Washington expands role of dental therapists, hoping to improve oral health

By Elise Takahama, The Seattle Times
Published: May 21, 2023, 6:00am

SWINOMISH RESERVATION — The red-and-brown building looking out onto the Swinomish Channel is unlike a typical dental clinic.

Comforting smells from the kitchen at the downstairs senior center waft into the space, as staffers prepare lunch for community elders. Local Native art decorates the waiting room while flutes and percussion instruments play in the background.

“The idea is to feel like you’re walking into someone’s home,” said Dr. Rachael Hogan, dental director of the Swinomish Dental Clinic.

In recent years, the small but quickly growing office in southwest Skagit County, across the water from downtown La Conner, has emerged as a state leader in access to dental hygiene, gaining attention a few years ago for becoming the first in Washington to add a new role to their team: a dental therapist.

Dental therapists are licensed midlevel providers who often play a support role for dentists. They perform about 50 of the 500 procedures dentists do. In Washington and some other parts of the country that have developed programs, dental therapists have worked to expand access to oral hygiene, particularly in rural, underserved communities.

Interest in the position has grown here since 2017, when the state voted to allow dental therapists to practice on federally designated tribal lands. On Monday, Gov. Jay Inslee signed House Bill 1678 into law, officially expanding on past legislation by authorizing dental therapists to practice in hundreds more community health clinics across Washington.

Advocates hope the move will help close the state’s gaps in dental hygiene — though critics worry development of the new job class will strip resources away from training programs for other types of dental staffers in an already short-handed field.

“We’re not here to steal jobs,” said Sarah Chagnon, one of two dental therapists at the Swinomish Dental Clinic. “We’re here to treat dental disease.”

Dental therapists first emerged in New Zealand in the 1920s after public health officials noted high levels of untreated tooth decay among children, according to a report from Pew Charitable Trusts. The model didn’t land in the United States until the early 2000s, when tribal students in Alaska brought New Zealand’s training into the state’s rural communities.

Since then, at least 14 states, including Washington, have passed legislation approving dental therapy programs in certain spaces, hoping to address disproportionately high rates of untreated tooth decay among Native communities.

When the law takes effect in January, dental therapists will be allowed to work at Washington’s 27 federally qualified health centers and their 350-plus clinics.

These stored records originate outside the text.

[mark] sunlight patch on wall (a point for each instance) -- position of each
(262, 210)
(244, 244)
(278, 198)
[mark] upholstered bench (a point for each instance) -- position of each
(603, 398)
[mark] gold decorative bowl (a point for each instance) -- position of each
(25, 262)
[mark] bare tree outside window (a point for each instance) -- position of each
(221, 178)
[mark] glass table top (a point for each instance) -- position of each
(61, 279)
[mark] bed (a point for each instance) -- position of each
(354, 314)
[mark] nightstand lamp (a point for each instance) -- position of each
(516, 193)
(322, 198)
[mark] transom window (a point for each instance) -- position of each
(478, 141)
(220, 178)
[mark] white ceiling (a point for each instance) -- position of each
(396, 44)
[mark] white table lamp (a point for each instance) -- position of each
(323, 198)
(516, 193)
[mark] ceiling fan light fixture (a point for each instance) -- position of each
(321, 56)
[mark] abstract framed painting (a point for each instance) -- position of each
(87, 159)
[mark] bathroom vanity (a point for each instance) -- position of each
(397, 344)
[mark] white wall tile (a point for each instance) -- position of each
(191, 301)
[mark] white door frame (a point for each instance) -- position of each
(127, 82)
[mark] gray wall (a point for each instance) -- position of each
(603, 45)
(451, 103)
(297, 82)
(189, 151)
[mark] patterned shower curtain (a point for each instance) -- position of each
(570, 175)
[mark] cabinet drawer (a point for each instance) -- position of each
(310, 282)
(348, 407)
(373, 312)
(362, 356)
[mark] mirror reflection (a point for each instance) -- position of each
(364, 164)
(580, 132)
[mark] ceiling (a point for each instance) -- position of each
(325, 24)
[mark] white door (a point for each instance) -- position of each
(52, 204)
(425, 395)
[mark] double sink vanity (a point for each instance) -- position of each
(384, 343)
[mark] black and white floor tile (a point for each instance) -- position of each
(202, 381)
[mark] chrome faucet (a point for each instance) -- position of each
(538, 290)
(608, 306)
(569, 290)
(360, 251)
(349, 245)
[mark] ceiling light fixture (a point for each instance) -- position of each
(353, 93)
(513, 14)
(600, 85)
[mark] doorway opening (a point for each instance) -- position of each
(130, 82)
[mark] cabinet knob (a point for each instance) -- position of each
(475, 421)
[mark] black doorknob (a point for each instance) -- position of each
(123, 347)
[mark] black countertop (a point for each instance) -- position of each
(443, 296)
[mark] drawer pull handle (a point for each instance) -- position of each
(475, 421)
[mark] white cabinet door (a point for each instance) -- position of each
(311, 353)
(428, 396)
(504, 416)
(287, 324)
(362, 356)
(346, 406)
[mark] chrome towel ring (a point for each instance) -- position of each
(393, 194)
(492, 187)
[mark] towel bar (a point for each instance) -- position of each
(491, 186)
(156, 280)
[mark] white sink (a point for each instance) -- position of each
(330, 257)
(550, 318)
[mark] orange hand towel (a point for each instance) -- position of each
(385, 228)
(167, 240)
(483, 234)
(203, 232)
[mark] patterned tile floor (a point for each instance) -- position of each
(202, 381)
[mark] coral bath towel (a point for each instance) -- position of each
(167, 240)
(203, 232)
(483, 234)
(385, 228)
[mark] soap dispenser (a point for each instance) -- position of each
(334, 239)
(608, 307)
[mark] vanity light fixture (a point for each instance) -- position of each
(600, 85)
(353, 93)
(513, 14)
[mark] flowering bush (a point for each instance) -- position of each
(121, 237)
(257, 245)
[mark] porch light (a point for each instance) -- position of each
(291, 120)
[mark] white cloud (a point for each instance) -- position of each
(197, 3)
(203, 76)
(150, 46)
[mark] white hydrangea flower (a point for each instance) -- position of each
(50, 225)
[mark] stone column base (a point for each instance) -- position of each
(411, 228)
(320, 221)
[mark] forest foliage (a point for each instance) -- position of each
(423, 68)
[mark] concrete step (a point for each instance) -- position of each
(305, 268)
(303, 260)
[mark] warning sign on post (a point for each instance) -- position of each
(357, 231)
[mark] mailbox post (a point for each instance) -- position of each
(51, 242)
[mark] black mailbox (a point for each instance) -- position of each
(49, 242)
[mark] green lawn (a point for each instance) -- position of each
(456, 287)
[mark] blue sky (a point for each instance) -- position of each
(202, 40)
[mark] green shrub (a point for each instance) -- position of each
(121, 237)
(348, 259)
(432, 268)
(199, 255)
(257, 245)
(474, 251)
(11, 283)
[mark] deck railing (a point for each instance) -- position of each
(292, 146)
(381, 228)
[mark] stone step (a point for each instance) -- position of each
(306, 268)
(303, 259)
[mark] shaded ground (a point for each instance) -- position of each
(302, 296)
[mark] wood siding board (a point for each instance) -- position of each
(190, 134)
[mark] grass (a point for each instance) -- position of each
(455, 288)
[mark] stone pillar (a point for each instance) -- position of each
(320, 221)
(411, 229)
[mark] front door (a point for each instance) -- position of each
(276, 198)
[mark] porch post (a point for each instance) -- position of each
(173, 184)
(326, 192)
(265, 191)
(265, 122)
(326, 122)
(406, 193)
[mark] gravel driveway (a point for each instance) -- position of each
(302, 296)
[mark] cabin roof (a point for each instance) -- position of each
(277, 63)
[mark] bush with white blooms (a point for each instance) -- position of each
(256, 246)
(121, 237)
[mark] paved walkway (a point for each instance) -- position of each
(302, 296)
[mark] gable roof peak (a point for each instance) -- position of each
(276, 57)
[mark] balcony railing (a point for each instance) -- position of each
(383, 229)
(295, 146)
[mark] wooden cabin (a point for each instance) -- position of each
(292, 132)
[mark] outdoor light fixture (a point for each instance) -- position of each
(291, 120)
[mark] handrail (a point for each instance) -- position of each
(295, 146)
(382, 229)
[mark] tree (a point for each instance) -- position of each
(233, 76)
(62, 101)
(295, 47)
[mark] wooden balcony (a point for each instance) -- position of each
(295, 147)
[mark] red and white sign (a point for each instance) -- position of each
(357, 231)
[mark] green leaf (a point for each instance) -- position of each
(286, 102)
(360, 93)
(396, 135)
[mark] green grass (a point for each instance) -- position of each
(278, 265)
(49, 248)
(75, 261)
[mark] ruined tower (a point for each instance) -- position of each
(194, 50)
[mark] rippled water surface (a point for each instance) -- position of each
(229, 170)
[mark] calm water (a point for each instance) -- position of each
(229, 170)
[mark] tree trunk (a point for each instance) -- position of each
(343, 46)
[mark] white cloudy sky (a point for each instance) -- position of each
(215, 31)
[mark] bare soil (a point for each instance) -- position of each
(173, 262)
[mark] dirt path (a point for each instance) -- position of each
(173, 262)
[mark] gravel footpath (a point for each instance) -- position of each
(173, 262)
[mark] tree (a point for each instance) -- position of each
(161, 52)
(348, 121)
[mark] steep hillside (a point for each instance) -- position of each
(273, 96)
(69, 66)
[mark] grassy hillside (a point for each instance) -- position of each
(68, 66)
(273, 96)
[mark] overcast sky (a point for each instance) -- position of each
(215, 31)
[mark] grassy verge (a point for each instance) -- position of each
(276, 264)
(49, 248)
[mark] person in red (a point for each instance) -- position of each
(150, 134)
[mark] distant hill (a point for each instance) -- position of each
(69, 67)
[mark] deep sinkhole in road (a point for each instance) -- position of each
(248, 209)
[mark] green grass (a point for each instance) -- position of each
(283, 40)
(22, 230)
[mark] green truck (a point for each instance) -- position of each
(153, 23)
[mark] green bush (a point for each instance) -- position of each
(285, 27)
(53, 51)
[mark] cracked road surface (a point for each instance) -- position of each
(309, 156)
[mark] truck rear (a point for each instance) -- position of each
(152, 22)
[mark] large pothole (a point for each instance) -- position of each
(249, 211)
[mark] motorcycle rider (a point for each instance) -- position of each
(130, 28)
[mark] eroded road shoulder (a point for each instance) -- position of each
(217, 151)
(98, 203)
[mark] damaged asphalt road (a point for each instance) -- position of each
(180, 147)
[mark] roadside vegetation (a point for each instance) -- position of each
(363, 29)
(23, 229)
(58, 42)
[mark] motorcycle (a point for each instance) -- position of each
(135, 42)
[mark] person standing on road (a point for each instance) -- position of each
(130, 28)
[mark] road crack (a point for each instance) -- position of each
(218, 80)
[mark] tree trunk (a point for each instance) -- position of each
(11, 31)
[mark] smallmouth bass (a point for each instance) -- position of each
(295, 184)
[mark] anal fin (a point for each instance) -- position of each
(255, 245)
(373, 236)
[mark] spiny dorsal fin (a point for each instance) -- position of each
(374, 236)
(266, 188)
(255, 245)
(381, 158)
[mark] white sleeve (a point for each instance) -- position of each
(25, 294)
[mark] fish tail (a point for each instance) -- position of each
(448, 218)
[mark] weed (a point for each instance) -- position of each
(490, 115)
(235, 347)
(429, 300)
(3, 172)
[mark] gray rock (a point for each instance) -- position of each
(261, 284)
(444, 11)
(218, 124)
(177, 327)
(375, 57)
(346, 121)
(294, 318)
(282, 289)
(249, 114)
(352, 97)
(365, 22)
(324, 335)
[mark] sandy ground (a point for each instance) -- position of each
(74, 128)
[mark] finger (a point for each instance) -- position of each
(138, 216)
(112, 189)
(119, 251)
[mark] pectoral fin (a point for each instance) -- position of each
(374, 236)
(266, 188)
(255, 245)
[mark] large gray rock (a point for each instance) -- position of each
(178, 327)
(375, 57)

In Washington, these federally funded, nonprofit health care organizations accept Medicare and Medicaid, and generally provide care regardless of pay or insurance status.

King County’s federally qualified health centers include HealthPoint, Neighborcare Health and Sea Mar, which also has locations throughout Western Washington.

Like hygienists, dental therapists can handle routine cleanings, but are also trained to provide some simple procedures, like fillings. But they aren’t licensed to perform as many procedures as a dentist is, including more complicated root canals, crowns or implants — so the role often clears dentists’ schedules to focus on complex care.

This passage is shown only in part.